Natürlich freue ich mich auch 2008/2009 über Kommentare, Verbesserungsvorschläge und konstruktive Kritik. Ich hoffe, es wird ein weiteres gutes Jahr für das Prellblog und für die Eisenbahn.

Zur Feier des Tages und der Ostertage wegen setzt das Prellblog eine Woche aus. Allen LeserInnen wünsche ich ein frohes Osterfest!

Donnerstag, 13. März 2008

52: Kreuzweise

Straßen, die so schmal sind, dass keine zwei Fahrzeuge aneinander vorbeikommen, gibt es in Mitteleuropa selten. In Schottland soll das anders sein, aber hierzulande haben sogar aberwitzigste Landwirtschaftswege genügend Breite, dass es eben noch passt, wenn einem nicht gerade ein Mähdrescher begegnet.

Bei der Eisenbahn ist das anders. Hat eine Strecke zwei Gleise, können sich Züge prinzipiell überall kreuzen. Aber das haben nicht alle Strecken, es ist nicht einmal die Regel. Weniger als die Hälfte (gut 40 %) aller deutschen Vollbahnstrecken sind mehrgleisig. Das mag mit daran liegen, dass es Anlagen gibt, die oberflächlich wie zweigleisige Strecken aussehen, aber aus parallelen eingleisigen Strecken bestehen; auch darf eine Strecke nicht mehr als zwei Gleise haben und damit bringt jede ungeradzahlige Gleisanzahl immer eine eingleisige Strecke mit. Aber es ändert nichts am Problem: Wie fahren Züge in zwei Richtungen auf einem einzelnen Gleis?
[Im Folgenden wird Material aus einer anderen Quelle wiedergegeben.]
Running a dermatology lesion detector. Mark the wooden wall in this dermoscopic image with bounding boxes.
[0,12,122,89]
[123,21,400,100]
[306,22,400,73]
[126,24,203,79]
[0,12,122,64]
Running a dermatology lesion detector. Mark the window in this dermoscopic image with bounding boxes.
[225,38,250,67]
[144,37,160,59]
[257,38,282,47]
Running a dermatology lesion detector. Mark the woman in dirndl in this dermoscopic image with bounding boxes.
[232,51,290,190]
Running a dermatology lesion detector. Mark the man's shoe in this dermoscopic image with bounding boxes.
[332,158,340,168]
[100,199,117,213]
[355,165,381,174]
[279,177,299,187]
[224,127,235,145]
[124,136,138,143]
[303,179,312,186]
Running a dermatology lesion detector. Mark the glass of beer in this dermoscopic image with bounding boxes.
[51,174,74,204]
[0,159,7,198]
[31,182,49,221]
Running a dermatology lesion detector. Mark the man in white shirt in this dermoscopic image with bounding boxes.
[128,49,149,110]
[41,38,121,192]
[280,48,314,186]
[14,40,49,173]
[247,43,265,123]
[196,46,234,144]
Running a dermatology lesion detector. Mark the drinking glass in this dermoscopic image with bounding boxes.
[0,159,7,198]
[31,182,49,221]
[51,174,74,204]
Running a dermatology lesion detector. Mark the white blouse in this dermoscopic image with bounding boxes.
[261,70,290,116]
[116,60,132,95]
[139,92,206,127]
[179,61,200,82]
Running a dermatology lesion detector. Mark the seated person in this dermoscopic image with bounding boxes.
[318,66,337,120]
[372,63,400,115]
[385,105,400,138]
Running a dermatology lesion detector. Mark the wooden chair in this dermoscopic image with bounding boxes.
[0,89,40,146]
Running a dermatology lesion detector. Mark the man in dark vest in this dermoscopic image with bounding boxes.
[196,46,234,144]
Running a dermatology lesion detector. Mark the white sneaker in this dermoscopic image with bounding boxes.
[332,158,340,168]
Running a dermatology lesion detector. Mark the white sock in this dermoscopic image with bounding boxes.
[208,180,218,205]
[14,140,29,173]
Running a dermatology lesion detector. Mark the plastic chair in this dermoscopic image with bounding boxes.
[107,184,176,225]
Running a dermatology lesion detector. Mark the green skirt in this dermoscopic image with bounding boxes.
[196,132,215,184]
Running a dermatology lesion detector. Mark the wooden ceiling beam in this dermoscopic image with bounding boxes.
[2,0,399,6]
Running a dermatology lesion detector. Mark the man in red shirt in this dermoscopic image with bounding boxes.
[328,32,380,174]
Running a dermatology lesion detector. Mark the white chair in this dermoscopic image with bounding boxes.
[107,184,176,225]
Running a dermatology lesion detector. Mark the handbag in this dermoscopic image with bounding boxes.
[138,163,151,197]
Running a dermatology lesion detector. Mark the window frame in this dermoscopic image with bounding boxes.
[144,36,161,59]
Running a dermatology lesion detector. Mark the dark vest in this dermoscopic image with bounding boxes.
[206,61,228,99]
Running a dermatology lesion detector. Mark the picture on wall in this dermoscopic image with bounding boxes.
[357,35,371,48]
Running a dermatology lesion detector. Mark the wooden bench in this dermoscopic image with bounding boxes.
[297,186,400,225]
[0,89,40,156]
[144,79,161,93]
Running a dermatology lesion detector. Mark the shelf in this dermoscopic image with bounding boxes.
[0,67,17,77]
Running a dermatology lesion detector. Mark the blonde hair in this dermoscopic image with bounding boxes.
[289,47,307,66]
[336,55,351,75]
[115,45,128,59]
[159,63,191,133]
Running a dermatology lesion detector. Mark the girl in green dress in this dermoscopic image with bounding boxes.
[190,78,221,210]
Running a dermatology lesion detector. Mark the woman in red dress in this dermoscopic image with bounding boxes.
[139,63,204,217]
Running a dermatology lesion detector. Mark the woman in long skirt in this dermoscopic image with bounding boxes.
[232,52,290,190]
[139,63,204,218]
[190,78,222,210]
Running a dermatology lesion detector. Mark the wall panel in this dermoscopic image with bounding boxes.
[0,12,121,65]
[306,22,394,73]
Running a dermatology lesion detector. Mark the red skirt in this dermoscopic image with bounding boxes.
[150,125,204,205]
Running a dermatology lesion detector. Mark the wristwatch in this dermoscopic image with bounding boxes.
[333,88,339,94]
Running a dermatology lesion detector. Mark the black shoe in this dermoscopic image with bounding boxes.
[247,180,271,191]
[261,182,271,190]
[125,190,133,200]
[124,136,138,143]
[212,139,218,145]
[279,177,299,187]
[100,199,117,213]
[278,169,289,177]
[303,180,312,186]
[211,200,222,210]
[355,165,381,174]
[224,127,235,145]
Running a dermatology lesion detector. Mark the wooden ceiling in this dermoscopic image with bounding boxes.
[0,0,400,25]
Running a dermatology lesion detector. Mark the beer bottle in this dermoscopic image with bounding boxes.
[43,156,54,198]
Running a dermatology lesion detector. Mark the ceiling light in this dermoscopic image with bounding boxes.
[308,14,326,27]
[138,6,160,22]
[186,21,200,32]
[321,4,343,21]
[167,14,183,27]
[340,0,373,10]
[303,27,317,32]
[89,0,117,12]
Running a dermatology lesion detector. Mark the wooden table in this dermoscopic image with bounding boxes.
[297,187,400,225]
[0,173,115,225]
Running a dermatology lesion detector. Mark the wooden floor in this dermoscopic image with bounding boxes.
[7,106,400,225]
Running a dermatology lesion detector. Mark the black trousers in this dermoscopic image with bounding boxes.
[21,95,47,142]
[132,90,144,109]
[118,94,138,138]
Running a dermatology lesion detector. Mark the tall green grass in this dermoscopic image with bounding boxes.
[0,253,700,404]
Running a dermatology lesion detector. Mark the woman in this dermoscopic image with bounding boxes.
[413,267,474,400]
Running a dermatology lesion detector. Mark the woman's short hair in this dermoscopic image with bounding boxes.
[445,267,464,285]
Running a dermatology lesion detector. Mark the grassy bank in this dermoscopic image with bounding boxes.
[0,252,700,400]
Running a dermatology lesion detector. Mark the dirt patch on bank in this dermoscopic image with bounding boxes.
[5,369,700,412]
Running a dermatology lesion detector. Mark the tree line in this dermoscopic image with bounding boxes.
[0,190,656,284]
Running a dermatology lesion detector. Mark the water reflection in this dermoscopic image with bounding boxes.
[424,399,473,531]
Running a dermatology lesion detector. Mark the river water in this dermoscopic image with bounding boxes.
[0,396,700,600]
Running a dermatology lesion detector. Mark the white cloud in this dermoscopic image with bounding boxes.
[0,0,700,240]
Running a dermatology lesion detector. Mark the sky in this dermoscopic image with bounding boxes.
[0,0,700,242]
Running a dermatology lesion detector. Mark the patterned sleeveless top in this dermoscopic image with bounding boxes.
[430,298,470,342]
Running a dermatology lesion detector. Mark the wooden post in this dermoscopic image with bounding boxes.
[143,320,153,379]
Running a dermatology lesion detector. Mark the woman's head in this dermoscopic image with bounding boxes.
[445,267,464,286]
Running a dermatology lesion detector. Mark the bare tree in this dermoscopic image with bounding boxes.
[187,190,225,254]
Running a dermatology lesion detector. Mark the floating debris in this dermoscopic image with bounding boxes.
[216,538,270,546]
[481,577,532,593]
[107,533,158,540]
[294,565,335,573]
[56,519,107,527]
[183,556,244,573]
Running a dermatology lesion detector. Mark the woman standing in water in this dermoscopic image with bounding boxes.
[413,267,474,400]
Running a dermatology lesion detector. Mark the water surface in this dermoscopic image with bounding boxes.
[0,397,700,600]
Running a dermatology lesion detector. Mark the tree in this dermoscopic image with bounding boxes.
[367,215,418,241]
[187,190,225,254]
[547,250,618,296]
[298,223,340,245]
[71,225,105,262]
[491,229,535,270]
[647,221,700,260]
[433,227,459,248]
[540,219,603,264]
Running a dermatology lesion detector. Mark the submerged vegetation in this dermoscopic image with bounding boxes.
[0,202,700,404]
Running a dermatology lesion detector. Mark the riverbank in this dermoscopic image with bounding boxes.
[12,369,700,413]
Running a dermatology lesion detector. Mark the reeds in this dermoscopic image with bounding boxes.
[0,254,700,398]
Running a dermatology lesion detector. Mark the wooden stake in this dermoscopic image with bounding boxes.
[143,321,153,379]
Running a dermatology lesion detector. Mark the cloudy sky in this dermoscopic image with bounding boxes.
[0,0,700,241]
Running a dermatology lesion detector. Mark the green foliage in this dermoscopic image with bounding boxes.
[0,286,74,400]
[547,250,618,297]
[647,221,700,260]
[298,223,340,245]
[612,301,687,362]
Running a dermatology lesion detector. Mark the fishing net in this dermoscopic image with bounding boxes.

Im einfachsten Falle gibt es nur einen Zug, der immer hin- und herfährt. Das ist bei kurzen Stichstrecken gar nicht so selten. Aber normalerweise gibt es mehrere Züge, die sich kreuzen müssen.
Dazu braucht man dann an mindestens einer Stelle doch ein kurzes zweites Gleis und mindestens eine Weichenverbindung (in der Praxis immer zwei), also einen Bahnhof. Ein Zug fährt in das eine Gleis und wartet, bis der andere in das andere gefahren ist, danach fahren beide weiter. Es liegt nahe, solche Kreuzungsbahnhöfe dort anzuordnen, wo ohnehin gehalten wird, so dass die Kreuzung keine Fahrzeit kostet.
Effektiv wird also auf den Streckenabschnitten zwischen zwei Kreuzungen abwechselnd einmal in die eine und einmal in die andere Richtung gefahren. Dazu muss irgendwie gesichert sein, dass kein Zug auf einen Abschnitt geschickt wird, auf dem ihm ein anderer entgegenkommt.
Natürlich ist der Fahrplan so gestrickt, dass das eigentlich überhaupt nicht vorkommen kann. Das ist ein Motiv, dem man dauernd begegnet: Wenn der Fahrplan stets minutiös eingehalten würde, bräuchte man zahlreiche Sicherheitsmaßnahmen gar nicht. Aber er kann nun nicht immer eingehalten werden, und das gilt selbst bei perfekter Pünktlichkeit der Regelzüge, denn der Eisenbahnverkehr besteht zu einem kleinen, aber wichtigen Teil (ca. 8 %) aus Sonderzügen. Das merkt der Durchschnittsfahrgast allerdings nicht, da diese fast ausnahmslos Güterzüge sind und Güterzugfahrpläne nicht aushängen.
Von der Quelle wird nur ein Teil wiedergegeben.